Con parte della somma investita, Investindustrial acquisterà da Joe Bastianich e Alex Saper il 40% di Eataly Usa. Il mercato americano ha garantito per anni ricchi profitti al gruppo: non a caso la frenata sui ricavi imposta dalle chiusure anti-Covid – che ha colpito Eataly più o meno ovunque nel mondo, con ricavi consolidati crollati del 30% – è stata particolarmente dolorosa Oltreoceano. Ai lockdown e a un modello di business che già di suo si è rivelato scarsamente remunerativo, si sono aggiunte inoltre alcune scelte rivelatesi poco azzeccate, come le aperture a Forlì e Bari, dove a inizio 2021 le serrande sono state abbassate lasciando senza lavoro un’ottantina di addetti. Poche settimane prima dell’esplosione della pandemia, Eataly era stata ambiziosamente trasformata da Srl a SpA – cambio preceduto da un doppio aumento di capitale da 45 milioni– ma lo scatto in avanti atteso (e necessario) non c’è stato. E neanche la ventilata quotazione in Borsa. Dall’inizio del 2021 all’interno della compagine sociale è aumentato il potere del banchiere Giovanni Tamburi, la cui moglie, Alessandra Gritti, è stata nominata presidente. Per provare a sistemare i conti, nei mesi seguenti si è proceduto ad alcune dismissioni, come la vendita (per 60 milioni) dell’ex Teatro Smeraldo a Milano, dove ha sede un mega-negozio della catena (che oggi è in affitto).
A pesare, poi, è stato anche il flop ormai conclamato di Fico Eatalyworld, il parco tematico dell’agroalimentare inaugurato a fine 2017 a Bologna insieme a Coop.
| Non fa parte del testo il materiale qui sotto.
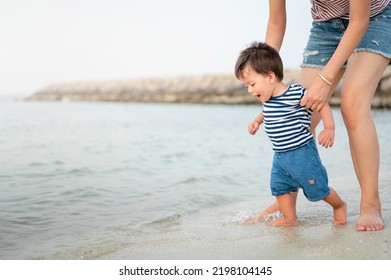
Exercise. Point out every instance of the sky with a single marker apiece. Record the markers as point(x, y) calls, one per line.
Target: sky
point(45, 42)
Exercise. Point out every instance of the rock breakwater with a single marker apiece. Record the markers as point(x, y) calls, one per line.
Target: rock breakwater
point(204, 89)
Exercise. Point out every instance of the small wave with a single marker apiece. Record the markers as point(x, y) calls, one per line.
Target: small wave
point(250, 217)
point(166, 221)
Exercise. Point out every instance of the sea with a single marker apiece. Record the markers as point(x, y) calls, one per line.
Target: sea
point(143, 181)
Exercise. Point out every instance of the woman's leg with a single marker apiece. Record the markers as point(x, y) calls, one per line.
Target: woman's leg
point(362, 76)
point(306, 78)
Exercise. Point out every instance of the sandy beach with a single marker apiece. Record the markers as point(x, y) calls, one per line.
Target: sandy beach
point(314, 239)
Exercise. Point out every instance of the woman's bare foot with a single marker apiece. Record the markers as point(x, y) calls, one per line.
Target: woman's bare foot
point(283, 222)
point(340, 215)
point(370, 220)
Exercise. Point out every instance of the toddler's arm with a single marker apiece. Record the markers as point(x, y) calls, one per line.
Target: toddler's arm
point(254, 125)
point(326, 136)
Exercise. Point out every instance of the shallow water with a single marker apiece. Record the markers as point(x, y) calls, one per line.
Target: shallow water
point(115, 180)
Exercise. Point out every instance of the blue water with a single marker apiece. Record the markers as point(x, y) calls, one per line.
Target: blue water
point(82, 180)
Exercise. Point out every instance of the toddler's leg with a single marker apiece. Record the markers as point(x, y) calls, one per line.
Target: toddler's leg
point(287, 207)
point(339, 207)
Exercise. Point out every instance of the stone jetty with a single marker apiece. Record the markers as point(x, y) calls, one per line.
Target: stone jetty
point(202, 89)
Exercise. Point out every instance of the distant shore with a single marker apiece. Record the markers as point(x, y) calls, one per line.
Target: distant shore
point(202, 89)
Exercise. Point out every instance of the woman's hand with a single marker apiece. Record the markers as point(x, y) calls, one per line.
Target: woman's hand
point(253, 127)
point(316, 95)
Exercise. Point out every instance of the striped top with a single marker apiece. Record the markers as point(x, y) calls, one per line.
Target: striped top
point(323, 10)
point(286, 122)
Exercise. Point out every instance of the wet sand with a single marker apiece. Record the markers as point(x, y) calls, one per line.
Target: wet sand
point(230, 239)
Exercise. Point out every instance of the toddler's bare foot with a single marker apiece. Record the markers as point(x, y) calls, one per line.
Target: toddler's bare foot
point(283, 222)
point(370, 219)
point(340, 215)
point(264, 215)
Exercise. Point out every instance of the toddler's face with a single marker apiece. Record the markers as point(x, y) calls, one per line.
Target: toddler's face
point(258, 85)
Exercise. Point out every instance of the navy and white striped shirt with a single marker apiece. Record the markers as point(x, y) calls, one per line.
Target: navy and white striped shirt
point(286, 122)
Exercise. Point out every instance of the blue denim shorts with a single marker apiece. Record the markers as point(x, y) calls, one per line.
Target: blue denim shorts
point(300, 168)
point(326, 35)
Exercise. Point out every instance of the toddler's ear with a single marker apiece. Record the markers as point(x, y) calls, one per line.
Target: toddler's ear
point(271, 77)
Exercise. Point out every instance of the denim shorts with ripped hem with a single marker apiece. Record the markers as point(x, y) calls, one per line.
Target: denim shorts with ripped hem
point(326, 35)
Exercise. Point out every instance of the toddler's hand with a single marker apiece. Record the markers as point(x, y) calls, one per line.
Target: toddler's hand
point(253, 127)
point(326, 137)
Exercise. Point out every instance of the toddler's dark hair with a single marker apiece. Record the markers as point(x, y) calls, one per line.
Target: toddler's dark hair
point(262, 58)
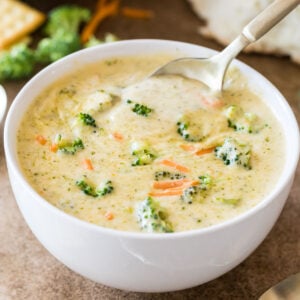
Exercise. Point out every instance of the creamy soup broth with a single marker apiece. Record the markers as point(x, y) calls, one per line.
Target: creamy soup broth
point(161, 154)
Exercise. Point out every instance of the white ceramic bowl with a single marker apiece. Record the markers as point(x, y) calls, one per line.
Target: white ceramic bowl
point(3, 102)
point(139, 261)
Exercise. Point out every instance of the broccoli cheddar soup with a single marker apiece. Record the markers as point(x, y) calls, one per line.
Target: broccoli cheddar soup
point(112, 147)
Era stato pensato per affermarsi come “la Disneyland del cibo italiano”, ma ha finito con l’accumulare negli anni 7,5 milioni di euro di perdite, con un numero di visitatori drammaticamente sotto le attese (nel 2019, ultimo anno pre-pandemia, erano stati appena 1,6 milioni contro i 4 preventivati). I risultati deludenti hanno fatto sì che nel bilancio del gruppo la partecipazione in Fico sia stata svalutata del 100%.
Malgrado tutte queste difficoltà, Eataly continua ad aprire nuovi negozi: gli ultimi in ordine di tempo sono stati in California e a Fiumicino; il prossimo sarà a Verona (inaugurazione il 5 ottobre). Ma ora la realtà bussa alla porta. La vendita a Investindustrial certifica una mezza sconfitta per Oscar Farinetti: l’imprenditore “di successo che vota Pd” è costretto a passare la mano per salvare dai problemi finanziari la sua creatura. Una cessione molto diversa – per le necessità che l’hanno innescata – da quella che nel 2002 lo vide piazzare per mezzo miliardo di euro la catena che era stata fondata da suo padre, Unieuro, rilevata dagli inglesi di Dixons. Interpellato da TPI, Farinetti ha spiegato che «da anni» non è «operativo» e che ormai si occupa di tutto il figlio Nicola. Abbiamo provato a contattare anche lui, il quale però ha preferito declinare la nostra richiesta di commento. Anche il neo-proprietario del gruppo, Andrea Bonomi, ha preferito non rilasciarci dichiarazioni.